LLM Pre-training & Distributed Engineer (AI Infrastructure)
Hyphen Connect is seeking a highly skilled LLM Pre-training & Distributed Systems Engineer to join our AI Infrastructure team. This role is essential for orchestrating large-scale machine learning training runs and optimizing distributed infrastructure to support our advanced AI initiatives.
As an LLM Pre-training & Distributed Systems Engineer, you will orchestrate distributed training runs across 1,000+ GPUs using frameworks such as PyTorch, DeepSpeed, or Megatron-LM. Your responsibilities will include optimizing networking (InfiniBand/RDMA) and memory management to prevent out-of-memory errors, as well as automating checkpointing and failure recovery during month-long training runs.

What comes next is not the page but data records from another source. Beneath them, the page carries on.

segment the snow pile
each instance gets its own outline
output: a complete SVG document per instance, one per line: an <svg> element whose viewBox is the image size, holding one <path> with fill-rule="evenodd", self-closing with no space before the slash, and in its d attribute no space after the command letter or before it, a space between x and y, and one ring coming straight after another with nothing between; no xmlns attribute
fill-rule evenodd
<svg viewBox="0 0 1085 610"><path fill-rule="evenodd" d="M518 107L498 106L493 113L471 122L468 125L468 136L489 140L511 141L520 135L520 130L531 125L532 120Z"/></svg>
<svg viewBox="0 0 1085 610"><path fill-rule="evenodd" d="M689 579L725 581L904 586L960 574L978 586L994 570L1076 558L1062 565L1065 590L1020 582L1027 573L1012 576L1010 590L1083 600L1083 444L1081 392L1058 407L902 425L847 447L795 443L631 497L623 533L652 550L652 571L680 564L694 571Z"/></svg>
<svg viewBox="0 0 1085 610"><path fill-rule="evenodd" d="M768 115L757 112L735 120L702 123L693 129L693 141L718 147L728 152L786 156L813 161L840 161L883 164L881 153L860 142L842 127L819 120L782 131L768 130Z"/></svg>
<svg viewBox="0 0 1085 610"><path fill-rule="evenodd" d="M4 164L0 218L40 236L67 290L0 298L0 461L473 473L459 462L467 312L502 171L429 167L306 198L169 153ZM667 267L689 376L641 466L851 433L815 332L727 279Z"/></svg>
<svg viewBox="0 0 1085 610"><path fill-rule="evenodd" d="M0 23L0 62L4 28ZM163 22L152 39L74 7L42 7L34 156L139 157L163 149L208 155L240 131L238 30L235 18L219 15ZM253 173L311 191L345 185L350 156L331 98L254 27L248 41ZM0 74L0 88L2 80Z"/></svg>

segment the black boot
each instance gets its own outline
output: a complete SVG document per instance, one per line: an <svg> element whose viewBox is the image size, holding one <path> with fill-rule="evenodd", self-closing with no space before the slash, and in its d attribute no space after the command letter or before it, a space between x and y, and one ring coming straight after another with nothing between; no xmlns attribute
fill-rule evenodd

The ideal candidate will possess deep expertise in 3D parallelism (Data, Tensor, Pipeline) and experience managing SLURM or Kubernetes-based GPU clusters. A strong systems engineering background with proficiency in C++, CUDA, and Python is essential for success in this role.
Hyphen Connect offers a competitive compensation package, including benefits and perks designed to support our employees' well-being and professional growth.
Joining Hyphen Connect means becoming part of a dynamic team dedicated to advancing AI infrastructure. We provide opportunities for professional development and encourage innovation in a collaborative environment.